Así se había planteado desde el inicio. Lo que expresen niñas, niños y jóvenes en la consulta, sería revisado por el Instituto para identificar situaciones y sugerencias susceptibles de ser incluidas en un documento que se pondrá a disposición de las personas e instituciones que realizan trabajo para estos grupos de población.
De esta forma, el producto del examen en cada uno de estos espacios de participación se canalizará a diferentes instituciones y grupos de personas que se dedican a laborar por el bienestar de la niñez y la juventud mexicana.

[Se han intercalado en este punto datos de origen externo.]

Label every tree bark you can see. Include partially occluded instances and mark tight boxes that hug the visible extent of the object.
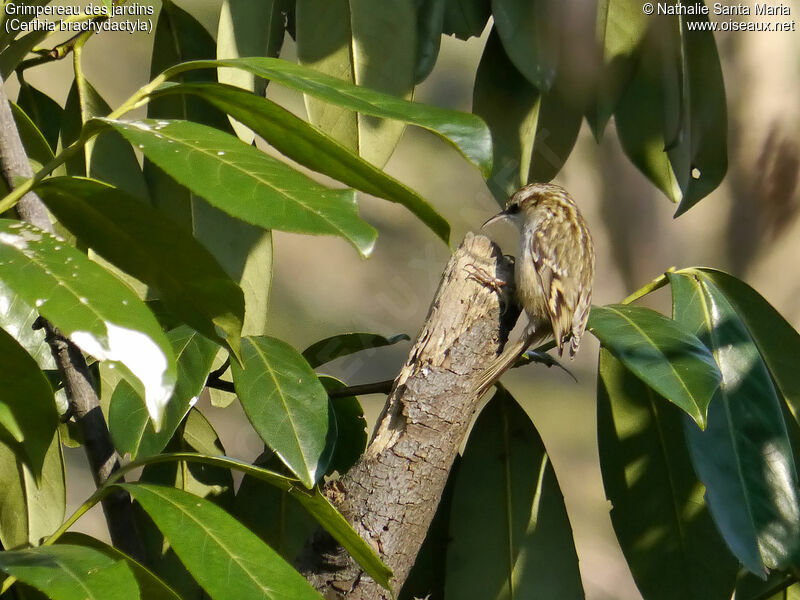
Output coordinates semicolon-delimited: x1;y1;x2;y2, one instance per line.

La mejor parte de esta actividad es el final, ya que tras estar pendiente de los resultados del Instituto junto con otras organizaciones civiles, instituciones públicas y privadas, instituciones educativas, profesionistas, académicos y padres de familia, se podrá saber en firme de las acciones que se realizarán para atender lo que se ha expresado.
Es un buen proyecto del que sin embargo, Chiapas y Oaxaca están excluidos, por culpa de actores que ya todos conocen y repudian.
El 7 de junio no se instalaron mil 775 casillas. Como es del conocimiento de la sociedad, la Consulta Infantil y Juvenil 2015 dirigida a niñas, niños y adolescentes se aplicó únicamente en 30 estados, por la conducta deplorablemente violenta, agresiva y destructiva de grupos de la Coordinadora de Trabajadores de la Educación de esas dos entidades del país.